Multilayer directed random networks: Scaling of spectral properties

TL;DR

This study analyzes the spectral properties of multilayer directed random networks using random matrix theory, revealing a universal scaling law for eigenfunction localization and related spectral measures across different network configurations.

Contribution

It introduces a universal scaling law for eigenfunction localization in multilayer directed networks, linking spectral properties to network parameters within a random matrix theory framework.

Findings

Eigenfunction localization length follows a simple scaling law.

Spectral measures scale with the effective bandwidth and network size.

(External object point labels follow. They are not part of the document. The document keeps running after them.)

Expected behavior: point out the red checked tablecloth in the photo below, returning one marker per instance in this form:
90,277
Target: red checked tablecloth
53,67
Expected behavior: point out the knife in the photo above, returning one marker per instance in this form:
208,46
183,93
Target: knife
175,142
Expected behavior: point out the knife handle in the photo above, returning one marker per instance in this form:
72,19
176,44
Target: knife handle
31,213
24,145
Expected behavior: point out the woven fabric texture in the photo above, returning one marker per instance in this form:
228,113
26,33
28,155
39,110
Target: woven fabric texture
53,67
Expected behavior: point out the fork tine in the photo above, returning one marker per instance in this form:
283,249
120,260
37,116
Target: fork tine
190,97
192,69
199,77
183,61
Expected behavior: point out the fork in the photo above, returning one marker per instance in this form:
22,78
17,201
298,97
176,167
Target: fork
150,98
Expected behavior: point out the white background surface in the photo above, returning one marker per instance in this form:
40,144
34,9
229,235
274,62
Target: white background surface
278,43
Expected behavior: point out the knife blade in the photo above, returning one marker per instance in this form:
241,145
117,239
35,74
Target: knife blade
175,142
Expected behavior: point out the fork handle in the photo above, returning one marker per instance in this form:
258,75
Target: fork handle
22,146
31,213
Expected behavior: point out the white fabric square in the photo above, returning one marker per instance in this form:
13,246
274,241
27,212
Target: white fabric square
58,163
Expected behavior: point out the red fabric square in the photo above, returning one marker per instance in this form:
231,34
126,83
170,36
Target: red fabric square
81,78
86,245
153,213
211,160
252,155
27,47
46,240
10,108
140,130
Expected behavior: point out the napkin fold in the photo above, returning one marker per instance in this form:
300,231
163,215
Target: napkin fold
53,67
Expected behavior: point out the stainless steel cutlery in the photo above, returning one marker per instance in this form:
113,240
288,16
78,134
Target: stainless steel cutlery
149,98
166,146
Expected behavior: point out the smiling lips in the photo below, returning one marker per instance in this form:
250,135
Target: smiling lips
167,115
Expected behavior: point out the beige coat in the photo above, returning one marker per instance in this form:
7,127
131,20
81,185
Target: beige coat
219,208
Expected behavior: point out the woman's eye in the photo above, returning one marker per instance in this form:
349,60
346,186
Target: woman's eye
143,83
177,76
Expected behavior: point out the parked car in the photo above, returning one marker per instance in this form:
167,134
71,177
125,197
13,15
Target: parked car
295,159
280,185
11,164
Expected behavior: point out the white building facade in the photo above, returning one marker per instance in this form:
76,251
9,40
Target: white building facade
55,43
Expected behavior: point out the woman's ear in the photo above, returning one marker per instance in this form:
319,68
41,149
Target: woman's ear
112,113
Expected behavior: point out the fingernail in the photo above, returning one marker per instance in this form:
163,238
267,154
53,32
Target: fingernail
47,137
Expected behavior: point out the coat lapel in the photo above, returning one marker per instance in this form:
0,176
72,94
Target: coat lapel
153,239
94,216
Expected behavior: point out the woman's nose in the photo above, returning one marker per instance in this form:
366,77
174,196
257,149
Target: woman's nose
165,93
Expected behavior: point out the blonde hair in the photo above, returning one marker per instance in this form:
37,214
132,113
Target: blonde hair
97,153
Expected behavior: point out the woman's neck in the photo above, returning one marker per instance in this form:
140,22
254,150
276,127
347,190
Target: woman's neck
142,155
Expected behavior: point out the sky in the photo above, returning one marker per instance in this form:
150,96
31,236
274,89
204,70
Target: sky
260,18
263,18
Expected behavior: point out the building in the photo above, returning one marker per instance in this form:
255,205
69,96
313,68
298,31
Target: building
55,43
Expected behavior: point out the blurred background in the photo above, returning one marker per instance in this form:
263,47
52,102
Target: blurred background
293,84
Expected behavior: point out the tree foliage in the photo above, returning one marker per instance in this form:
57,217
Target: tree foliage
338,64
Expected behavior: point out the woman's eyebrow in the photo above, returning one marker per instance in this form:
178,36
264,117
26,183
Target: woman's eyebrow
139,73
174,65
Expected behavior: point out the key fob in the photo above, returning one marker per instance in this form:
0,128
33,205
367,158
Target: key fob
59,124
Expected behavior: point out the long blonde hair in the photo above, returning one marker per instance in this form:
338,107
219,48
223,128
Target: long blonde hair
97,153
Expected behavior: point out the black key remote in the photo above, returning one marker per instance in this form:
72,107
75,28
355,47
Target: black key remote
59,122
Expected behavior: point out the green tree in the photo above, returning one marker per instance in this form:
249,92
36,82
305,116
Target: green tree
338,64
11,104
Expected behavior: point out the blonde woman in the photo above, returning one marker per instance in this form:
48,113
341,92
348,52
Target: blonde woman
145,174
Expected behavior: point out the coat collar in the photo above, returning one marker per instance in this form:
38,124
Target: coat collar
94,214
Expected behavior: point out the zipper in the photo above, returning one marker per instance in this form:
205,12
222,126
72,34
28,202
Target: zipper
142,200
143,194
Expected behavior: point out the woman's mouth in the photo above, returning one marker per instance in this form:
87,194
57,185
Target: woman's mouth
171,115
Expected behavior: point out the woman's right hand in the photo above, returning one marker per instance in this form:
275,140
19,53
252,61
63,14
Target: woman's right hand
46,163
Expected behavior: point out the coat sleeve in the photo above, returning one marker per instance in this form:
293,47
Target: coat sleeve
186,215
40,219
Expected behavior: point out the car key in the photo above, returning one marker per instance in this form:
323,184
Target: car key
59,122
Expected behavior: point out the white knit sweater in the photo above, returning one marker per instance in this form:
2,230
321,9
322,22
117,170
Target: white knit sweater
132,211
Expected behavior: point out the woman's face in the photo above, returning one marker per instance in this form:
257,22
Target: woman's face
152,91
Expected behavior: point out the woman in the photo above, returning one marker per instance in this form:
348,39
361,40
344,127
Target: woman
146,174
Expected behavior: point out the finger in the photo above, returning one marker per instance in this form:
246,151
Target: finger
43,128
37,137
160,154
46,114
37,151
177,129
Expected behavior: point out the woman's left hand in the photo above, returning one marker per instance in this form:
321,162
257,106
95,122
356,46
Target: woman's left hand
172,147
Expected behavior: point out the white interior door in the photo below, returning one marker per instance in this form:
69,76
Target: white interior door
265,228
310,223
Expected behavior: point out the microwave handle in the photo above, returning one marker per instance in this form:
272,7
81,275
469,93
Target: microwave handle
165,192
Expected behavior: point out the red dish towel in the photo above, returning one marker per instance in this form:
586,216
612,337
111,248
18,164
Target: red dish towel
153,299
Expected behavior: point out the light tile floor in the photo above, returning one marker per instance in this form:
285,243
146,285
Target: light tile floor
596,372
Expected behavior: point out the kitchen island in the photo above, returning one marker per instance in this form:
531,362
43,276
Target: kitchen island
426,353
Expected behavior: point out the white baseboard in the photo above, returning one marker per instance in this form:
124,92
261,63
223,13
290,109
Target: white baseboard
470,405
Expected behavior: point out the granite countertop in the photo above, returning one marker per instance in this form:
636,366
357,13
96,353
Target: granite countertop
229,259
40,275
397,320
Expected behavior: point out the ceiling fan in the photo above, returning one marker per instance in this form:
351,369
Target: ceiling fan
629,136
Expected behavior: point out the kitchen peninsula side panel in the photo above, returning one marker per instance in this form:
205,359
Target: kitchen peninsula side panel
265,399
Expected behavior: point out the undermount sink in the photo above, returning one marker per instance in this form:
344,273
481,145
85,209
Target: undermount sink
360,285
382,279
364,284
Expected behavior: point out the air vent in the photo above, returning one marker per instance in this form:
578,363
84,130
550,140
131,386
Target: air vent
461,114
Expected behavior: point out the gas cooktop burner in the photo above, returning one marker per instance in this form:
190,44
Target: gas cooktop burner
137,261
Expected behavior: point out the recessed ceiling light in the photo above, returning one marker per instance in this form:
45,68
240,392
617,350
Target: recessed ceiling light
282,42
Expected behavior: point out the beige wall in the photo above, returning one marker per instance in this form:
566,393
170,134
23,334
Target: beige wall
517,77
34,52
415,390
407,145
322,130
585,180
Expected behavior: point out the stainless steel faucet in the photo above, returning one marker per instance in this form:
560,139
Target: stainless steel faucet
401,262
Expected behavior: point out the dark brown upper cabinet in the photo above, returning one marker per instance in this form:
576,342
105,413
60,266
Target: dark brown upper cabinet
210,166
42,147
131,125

Universal behavior observed across different multilayer network setups.

Abstract

Motivated by the wide presence of multilayer networks in both natural and human-made systems, within a random matrix theory (RMT) approach, in this study we compute eigenfunction and spectral properties of multilayer directed random networks (MDRNs) in two setups composed by $M$ layers of size $N$: A line and a complete graph (node-aligned multiplex network). First, we numerically demonstrate that the normalized localization length $\beta$ of the eigenfunctions of MDRNs follows a simple scaling law given by $\beta=x^*/(1+x^*)$, with $x^*\propto (b_{\rm eff}^2/L)^\delta$, $\delta\sim 1$ and $b_{\rm eff}$ being the effective bandwidth of the adjacency matrix of the network of size $L=M\times N$. Here, $b_{\rm eff}$ incorporates both intra- and inter-layer edges. Then, we show that other eigenfunction and spectral RMT measures (the inverse participation ratio of eigenfunctions, the ratio between nearest- and next-to-nearest-neighbor eigenvalue distances, and the ratio between consecutive singular-value spacings) of MDRNs also scale with $x^*$.